Anche l’esperienza di una relazione affettiva sempre più spesso diviene simile al consumo di merci, che attira, seduce, promettendo soddisfazioni immediate e risultati senza sforzi. Il nostro è tempo di legami deboli. Se investi in una relazione occorre non impegnarsi a lungo termine.
L’organizzazione familiare, qualunque sia il suo modello, rappresenta un equilibrio che si costituisce come risposta a bisogni interni – accudimento, riproduzione, sostegno – ma anche a circostanze esterne – situazione economica, demografica, di lavoro.
E’ dunque ovvio che la famiglia non è un semplice terminale passivo del mutamento sociale.
Tuttavia, gli attuali assetti economici – mercato del lavoro, blocco della mobilità sociale ascendente, finanziarizzazione dell’economia, da un lato e i modelli culturali che escludono impegni a lungo termine e assunzione di responsabilità nei rapporti sostituti da relazioni personali il cui tasso di soddisfazione somiglia sempre più all’indice della borsa valori, dall’altro provocano in larga misura mutamenti nelle forme di vita familiare.
Pertanto la mia ipotesi è che le famiglie sono condizionate, in larga misura, dai modelli economici e culturali prevalenti.
O meglio, le forme che assumono ne sono una rielaborata risposta.
E purtroppo, una visione, sin troppo benevola, che vorrebbe ascrivere a una improbabile emancipazione dei costumi e a una maggiore libertà individuale gli attuali modelli familiari deboli, sembra davvero non cogliere nel segno.
Del resto basterebbe verificare cosa accade, anche nelle grandi organizzazioni, quando una dipendente è in gravidanza o richiede il part time, per misurare, per esempio, il rispetto della femminilità o le possibilità di carriera.

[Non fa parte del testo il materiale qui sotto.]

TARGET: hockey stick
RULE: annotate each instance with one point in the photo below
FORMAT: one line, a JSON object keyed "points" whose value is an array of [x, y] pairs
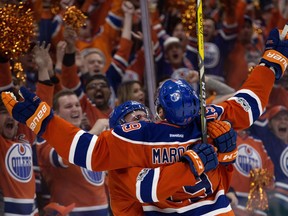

Oppure se provassimo a pensare a due giovani con lavoro incerto e precario che volessero intraprendere una relazione a lungo termine, quante possibilità concrete essi avrebbero di realizzare i loro intenti.
Un’ultima considerazione vorrei indirizzarla ai policy maker. Le politiche per la famiglia sono soprattutto politiche per la società: una più equa distribuzione della ricchezza; una maggiore mobilità sociale; un mercato del lavoro con possibilità concrete, più tutelate, meno precarie e discontinue di occupazione; una formazione dei giovani orientata all’assunzione di responsabilità e al pensiero critico; una ristrutturazione dei tempi di lavoro e di quelli dedicati alle cure domestiche.
Ma per andare verso questa direzione la politica dovrebbe smettere di essere solo un aggettivo di economia.
Sergio D’Angelo – riproduzione riservata
Note e bibliografia
*Il presente articolo è una rielaborazione dell’intervento presentato dall’autore al convegno “Conversazioni sulla famiglia” svoltosi a Barletta l’11 aprile 2014.
Note:
(1) Fonte: rielaborazione dati Istat.
(2) Chiara Saraceno, Coppie e famiglie, Feltrinelli.
(3) Fonte: rielaborazione dati Bankit.
(4) Fonte: rielaborazione dati Istat.
(5) Edward C. Banfield, Le basi morali di una società arretrata, Il Mulino.
(6) Zygmunt Bauman, Amore liquido, Laterza.